- Release: 2006
- Operating system: Cross-platform
- Website: www.euresist.org

= EuResist =

International project designed to improve the treatment of HIV patients

EuResist is an international project designed to improve the treatment of HIV patients by developing a computerized system that can recommend optimal treatment based on the patient's clinical and genomic data.

The project is part of the Virtual Physiological Human framework, funded by the European Commission. It started in 2006 with the formation of a consortium of several research institutes and hospitals in Europe and Israel. The consortium completed its commitment to the European Commission near the end of 2008, at which time the system became available online. A non-profit organization was consequently established by the main partners to maintain and improve the system.

== Background ==
AIDS is a disease caused by the HIV retrovirus, which progressively reduces the effectiveness of the immune system, leading to infections and ultimately death.

More than 30 different drugs exist for treating HIV patients. Antiretroviral drugs can disrupt the virus's replication process, causing its numbers to decrease dramatically. While the virus cannot be eradicated, in small numbers, it is harmless. Usually, a patient is given a combination of three or four drugs, a treatment known as highly active antiretroviral therapy, or HAART. The main reason such a treatment might fail is the development of mutated strands of the virus, resistant to one or more of the prescribed drugs.

Thus, an important consideration when choosing treatment for a patient is to prescribe those drugs to which the particular patient's virus strains are most susceptible. One way to achieve that is to extract virus samples from the patient's blood and test them against all possible drugs. Since this process is lengthy and costly, computerized systems have been developed to predict virus resistance based on its genotype. The treating physician samples virus genotype sequences from the patient's blood and provides this data to a computerized system. The system then responds with drug recommendations.

Such systems are limited in accuracy, depending on the amount of data used for their creation, its quality, and the richness of mathematical models used for the actual prediction. Before EuResist, such systems had several common characteristics that negatively impacted their accuracy:
- The amount of data used for creating the system was relatively small
- This data was in vitro data: laboratory measures of the resistance of various strains of HIV to individual drugs. Such data is known to be inaccurate because laboratory tests do not simulate exactly the processes of a living organism, and since resistance to individual drugs does not accurately predict resistance to a combination of drugs.
- They used a relatively simple mathematical prediction model

== Purpose ==
The goal of EuResist was to develop a clinical decision support system for determining the most effective antiretroviral therapy for people diagnosed with HIV, based on clinical and virological data. To do so required collecting a large database of in vivo data (clinical and genomic records of real treatments of HIV patients and their consequences), and using an array of prediction models instead of just one for improved prediction accuracy.

The database was created by merging local databases of various clinics across Europe. For each patient, it includes various personal and demographic details such as gender, age, country of origin, genomic sequencing of HIV found in the patient's blood, records of the drugs prescribed, and the changes in the amount of virus in the blood following these treatments.

This data was used to train an array of machine learning prediction models, among them Bayesian networks, logistic regression, and others. The model is accessed using a web interface, allowing physicians to specify patients' clinical and genomic data. This data is sent to the prediction engines, and the combined response, which is displayed to the physician, includes various suggested treatments and a prediction of their effect on the amount of HIV in the blood.

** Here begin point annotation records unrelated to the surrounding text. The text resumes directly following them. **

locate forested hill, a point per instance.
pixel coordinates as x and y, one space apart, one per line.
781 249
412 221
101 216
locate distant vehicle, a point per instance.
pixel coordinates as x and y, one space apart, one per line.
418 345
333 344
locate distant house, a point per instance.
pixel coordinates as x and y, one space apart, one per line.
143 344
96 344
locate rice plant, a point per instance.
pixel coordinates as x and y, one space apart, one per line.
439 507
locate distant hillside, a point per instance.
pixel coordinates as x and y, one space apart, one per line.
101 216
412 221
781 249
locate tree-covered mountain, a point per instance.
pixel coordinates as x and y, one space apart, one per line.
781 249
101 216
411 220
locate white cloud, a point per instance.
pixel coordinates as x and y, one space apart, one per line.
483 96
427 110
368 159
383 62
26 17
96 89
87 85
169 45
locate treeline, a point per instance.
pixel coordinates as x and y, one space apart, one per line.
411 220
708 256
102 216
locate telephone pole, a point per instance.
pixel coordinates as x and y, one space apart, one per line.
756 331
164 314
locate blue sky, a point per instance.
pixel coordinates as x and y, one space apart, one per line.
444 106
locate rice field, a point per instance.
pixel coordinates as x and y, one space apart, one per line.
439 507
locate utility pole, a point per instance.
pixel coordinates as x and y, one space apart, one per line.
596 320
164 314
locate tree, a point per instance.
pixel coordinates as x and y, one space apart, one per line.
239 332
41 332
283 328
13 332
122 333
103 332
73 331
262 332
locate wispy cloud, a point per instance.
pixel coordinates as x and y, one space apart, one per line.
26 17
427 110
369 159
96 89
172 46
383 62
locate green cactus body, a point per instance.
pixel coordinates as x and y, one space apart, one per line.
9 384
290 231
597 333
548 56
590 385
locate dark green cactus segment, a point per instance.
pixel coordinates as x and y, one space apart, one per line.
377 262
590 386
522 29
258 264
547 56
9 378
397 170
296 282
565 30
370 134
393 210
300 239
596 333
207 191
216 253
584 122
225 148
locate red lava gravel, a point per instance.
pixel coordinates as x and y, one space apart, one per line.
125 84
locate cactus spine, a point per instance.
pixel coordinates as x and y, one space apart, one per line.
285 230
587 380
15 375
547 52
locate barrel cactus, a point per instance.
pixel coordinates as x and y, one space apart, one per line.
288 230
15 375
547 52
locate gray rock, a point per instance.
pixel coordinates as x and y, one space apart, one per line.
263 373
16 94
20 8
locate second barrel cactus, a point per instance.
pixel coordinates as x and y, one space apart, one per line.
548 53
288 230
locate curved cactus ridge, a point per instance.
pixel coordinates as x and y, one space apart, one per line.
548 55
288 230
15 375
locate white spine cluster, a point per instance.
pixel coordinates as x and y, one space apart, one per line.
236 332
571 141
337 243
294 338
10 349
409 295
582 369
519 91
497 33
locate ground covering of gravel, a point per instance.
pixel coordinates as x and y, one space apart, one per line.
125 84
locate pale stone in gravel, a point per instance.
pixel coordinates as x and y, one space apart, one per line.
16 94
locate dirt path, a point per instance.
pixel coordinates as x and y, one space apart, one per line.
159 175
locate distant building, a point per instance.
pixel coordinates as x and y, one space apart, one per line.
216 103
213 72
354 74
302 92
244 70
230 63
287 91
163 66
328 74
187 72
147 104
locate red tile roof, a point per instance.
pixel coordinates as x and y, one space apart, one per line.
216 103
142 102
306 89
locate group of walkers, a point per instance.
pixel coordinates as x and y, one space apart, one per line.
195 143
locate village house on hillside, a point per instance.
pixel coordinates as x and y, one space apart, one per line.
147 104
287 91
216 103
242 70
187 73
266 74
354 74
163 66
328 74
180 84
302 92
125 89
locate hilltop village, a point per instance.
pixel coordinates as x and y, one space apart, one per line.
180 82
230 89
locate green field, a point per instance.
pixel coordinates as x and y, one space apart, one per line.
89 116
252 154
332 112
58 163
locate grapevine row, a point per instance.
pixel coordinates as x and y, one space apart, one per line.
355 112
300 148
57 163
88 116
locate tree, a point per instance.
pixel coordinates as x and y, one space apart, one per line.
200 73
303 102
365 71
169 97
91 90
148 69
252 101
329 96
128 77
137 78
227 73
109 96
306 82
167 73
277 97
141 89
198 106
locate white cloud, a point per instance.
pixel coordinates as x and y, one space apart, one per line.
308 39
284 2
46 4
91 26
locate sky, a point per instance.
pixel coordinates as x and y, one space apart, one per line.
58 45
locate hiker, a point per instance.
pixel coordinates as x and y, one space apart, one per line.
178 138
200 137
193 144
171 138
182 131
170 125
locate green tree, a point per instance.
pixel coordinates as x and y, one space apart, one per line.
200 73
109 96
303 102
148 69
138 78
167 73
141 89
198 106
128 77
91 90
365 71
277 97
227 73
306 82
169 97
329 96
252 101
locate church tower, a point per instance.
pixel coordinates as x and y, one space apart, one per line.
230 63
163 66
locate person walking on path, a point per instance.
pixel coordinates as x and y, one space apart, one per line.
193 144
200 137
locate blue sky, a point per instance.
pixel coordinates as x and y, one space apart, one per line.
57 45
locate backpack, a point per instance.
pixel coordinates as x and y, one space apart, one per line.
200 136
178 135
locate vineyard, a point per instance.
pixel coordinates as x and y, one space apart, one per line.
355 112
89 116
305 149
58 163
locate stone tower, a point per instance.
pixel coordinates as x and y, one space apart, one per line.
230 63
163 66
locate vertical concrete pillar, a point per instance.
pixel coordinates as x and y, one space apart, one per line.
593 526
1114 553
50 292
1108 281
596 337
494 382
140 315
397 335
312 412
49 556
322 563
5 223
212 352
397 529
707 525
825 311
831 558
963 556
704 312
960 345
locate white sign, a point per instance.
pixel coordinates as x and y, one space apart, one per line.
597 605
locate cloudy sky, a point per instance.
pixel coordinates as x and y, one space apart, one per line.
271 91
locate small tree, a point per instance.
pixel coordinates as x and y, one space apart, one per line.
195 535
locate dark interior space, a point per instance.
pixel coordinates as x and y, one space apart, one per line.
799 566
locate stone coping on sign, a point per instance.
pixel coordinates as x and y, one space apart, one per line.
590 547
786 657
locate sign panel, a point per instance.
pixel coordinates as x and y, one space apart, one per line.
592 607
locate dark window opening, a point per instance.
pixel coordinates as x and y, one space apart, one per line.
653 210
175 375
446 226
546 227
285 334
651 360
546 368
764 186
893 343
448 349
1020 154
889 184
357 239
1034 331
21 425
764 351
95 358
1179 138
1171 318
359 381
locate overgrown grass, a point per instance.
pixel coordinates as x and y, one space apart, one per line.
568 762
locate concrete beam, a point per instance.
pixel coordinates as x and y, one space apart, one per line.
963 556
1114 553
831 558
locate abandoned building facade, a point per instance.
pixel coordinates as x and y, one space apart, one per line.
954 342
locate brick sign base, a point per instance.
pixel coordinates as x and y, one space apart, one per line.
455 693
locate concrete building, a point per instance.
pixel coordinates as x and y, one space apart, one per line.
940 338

The EuResist system was tested and compared with its predecessors by feeding it with historical data on patients for whom treatment results are known. In one study in 2011 conducted by the British HIV Association, with a modest sample size of 15 treatment successes and 10 treatment failures, it was found that EuResist performed "comparably to or better than human experts".

== History ==

EuResist started in 2006 as a consortium funded by the European Union as part of the Virtual Physiological Human FP-6 framework. The partners of this consortium were:
- IBM Haifa Research Laboratory (Israel)
- Informa S.r.l. (Italy)
- Karolinska Institutet (Sweden)
- Kingston University (United Kingdom)
- Max Planck Institute for Informatics (Germany)
- MTA Wigner Fizikai Kutatóközpont Részecske- és Magfizikai Intézet (Hungary)
- University of Siena (Italy)
- Universitätsklinikum Köln (Germany)

The consortium completed its commitment to the European Union in late 2008, at which time the EuResist system became available online.
The first five partners mentioned above continued to form a non-profit organization that maintains the system, expands the database with new clinical and genomic records, and updates the prediction engines accordingly. As of mid-2010, an average of 600 queries is submitted to the EuResist system every quarter.

In 2010, it was reportedly the first decision support system of its kind to be available for free use online for customised highly active antiretroviral therapy for HIV.

== Awards ==
On June 1, 2009, EuResist received a Computerworld Honors Program laureate award, a global program honoring individuals and organizations that use information technology to benefit society.